The UC Consortium for Black Studies in California fosters and supports the innovative and collaborative study of Black arts, cultures, philosophies, histories, and social movements. We organize events and provide funding for scholars in the UCs working on interdisciplinary Black studies projects that, while taking into consideration racialized violence and anti-Blackness, emphasize the long histories of resilience, struggle, and creative and generative possibility produced in the face of such conditions.

While we support scholarship in Black studies about any geographical region, the Consortium takes inspiration from California to advance a particular vision of the field. Black studies in California is structured by its specific history of racial formation and racialization within the context of US westward expansion, which triangulated settler colonialism, slavery, and U.S. empire. Due to the diversity of the state’s populations and the various Black, Asian, Latina/o, and Indigenous histories, social movements, and artistic traditions that emerged here, Black studies scholarship in California has developed a comparative analysis. In addition, California’s location on the Pacific Ocean and the border of Mexico has ensured that it is deeply shaped by multiple histories of migration, and has thus inspired scholarship that focuses on the transnational, international, and diasporic histories of Blackness. The University of California system has also been the center of many important Black studies projects: the first Black Studies Department in the nation was founded at UCSB as a result of student struggle in 1968 and in the late 1960s, the L.A. Rebellion film network at UCLA inaugurated new forms and narratives in Black film.

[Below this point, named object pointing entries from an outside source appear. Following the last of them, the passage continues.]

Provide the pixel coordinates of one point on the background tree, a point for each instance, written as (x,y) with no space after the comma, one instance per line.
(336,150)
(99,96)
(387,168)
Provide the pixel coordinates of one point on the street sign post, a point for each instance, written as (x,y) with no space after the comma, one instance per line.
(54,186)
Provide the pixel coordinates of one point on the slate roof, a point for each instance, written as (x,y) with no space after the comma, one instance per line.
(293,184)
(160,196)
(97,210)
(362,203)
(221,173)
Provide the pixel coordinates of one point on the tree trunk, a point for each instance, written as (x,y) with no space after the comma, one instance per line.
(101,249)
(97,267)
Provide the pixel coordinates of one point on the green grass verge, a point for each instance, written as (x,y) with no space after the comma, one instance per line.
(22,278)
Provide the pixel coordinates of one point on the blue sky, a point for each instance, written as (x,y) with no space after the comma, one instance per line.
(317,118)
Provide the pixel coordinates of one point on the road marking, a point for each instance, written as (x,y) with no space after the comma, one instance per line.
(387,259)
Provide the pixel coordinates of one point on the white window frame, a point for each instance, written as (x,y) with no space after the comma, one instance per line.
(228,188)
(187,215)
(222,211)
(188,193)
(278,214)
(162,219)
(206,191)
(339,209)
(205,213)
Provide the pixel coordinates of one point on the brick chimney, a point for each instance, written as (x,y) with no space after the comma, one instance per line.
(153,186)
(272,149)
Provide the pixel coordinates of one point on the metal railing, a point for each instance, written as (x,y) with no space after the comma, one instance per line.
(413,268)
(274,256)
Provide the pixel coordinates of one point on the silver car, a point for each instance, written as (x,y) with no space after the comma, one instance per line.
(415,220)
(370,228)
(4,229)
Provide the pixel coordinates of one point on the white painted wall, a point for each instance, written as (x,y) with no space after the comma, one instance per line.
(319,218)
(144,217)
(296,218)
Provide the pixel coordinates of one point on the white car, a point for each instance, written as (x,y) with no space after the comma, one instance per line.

Centering Blackness as a site of inquiry that challenges and connects national identities and histories (African, African American, and African diasporic), the UC Consortium for Black Studies in California fosters and supports innovative scholarship that produces theoretical and conceptual insights about Blackness alongside an attentiveness to the full range of Black people’s lived experiences.

The Consortium for Black Studies in California is funded by the UC Office of the President through the Multi-Campus Research Programs and Initiatives.